Molecular determination of marine iron ligands by mass spectrometry

Abstract

Marine microbes produce a wide variety of metal binding organic ligands that regulate the solubility and availability of biologically important metals such as iron, copper, cobalt, and zinc. In marine environments where the availability of iron limits microbial growth and carbon fixation rates, the ability to access organically bound iron confers a competitive advantage. Thus, the compounds that microbes produced to acquire iron play an important role in biogeochemical carbon and metal cycling. However, the source, abundance, and identity of these compounds are poorly understood. To investigate these processes, sensitive methodologies were developed to gain a compound-specific window into marine iron speciation by combining trace metal clean sample collection and chromatography with inductively coupled plasma mass spectrometry (LCICPMS) and electrospray ionization mass spectrometry (LC-ESIMS).

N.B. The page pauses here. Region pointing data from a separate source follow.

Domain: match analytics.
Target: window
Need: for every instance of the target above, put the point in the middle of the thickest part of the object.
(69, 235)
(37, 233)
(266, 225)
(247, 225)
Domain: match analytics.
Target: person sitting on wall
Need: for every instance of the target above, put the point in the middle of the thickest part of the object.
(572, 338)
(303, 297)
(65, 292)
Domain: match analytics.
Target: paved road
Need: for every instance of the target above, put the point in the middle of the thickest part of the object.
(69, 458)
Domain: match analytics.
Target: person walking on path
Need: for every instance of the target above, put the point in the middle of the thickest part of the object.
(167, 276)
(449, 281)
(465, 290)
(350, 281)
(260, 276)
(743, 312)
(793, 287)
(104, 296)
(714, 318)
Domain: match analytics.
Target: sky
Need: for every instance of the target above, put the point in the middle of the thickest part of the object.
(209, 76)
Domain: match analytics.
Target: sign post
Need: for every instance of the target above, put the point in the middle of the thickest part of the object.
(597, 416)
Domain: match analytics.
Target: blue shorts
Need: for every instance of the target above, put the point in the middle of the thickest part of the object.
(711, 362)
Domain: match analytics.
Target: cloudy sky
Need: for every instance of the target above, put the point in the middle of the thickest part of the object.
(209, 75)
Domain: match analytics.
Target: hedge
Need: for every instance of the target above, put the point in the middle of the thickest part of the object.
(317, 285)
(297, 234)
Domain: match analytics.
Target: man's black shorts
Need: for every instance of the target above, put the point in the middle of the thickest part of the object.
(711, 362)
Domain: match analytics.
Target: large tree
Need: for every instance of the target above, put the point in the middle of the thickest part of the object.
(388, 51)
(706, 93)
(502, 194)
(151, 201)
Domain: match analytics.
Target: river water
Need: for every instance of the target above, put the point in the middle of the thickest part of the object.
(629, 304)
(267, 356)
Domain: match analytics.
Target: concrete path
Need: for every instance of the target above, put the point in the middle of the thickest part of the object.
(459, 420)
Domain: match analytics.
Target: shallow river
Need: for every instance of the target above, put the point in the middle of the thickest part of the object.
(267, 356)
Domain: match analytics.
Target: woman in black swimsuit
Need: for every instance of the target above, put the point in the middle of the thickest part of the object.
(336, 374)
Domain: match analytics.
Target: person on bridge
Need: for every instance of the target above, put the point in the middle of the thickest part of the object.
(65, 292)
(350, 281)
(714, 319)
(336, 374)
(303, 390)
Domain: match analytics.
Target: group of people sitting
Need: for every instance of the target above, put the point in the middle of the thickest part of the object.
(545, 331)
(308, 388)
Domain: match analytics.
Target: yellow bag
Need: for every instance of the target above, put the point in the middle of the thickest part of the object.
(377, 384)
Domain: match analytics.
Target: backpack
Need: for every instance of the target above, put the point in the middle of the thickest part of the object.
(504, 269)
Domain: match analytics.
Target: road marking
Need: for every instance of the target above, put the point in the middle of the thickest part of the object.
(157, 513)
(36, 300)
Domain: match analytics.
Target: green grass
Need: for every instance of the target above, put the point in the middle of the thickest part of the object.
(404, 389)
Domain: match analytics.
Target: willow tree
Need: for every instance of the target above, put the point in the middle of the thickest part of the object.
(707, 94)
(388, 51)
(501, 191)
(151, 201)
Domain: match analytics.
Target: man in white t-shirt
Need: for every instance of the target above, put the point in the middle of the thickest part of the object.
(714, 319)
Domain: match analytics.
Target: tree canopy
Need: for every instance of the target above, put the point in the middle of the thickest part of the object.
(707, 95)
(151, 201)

Coupled with isotope pattern assisted search algorithms, these tools provide a means to quantify and isolate specific iron binding ligands from seawater and marine cultures, identify them based on their mass and fragmentation spectra, and investigate their metal binding kinetics. Using these techniques, we investigated the distribution and diversity of marine iron binding ligands. In cultures, LC-ICPMS-ESIMS was used to identify new members of siderophore classes produced by marine cyanobacteria and heterotrophic bacteria, including synechobactins and marinobactins. Applications to natural seawater samples from the Pacific Ocean revealed a wide diversity of both known and novel metal compounds that are linked to specific nutrient regimes. Ferrioxamines B, E, and G were identified in productive coastal waters near California and Peru, in oligotrophic waters of the North and South Pacific Gyre, and in association with zooplankton grazers. Siderophore concentrations were up to five-fold higher in iron-deficient offshore waters (9pM) and were dominated by amphibactins, amphiphilic siderophores that partition into cell membranes. Furthermore, synechobactins were detected within nepheloid layers along the continental shelf. These siderophores reflect adaptations that impact dissolved iron bioavailability and thus have important consequences for marine ecosystem community structures and primary productivity. The ability to map and characterize these compounds has opened new opportunities to better understand mechanisms that link metals with the microbes that use them.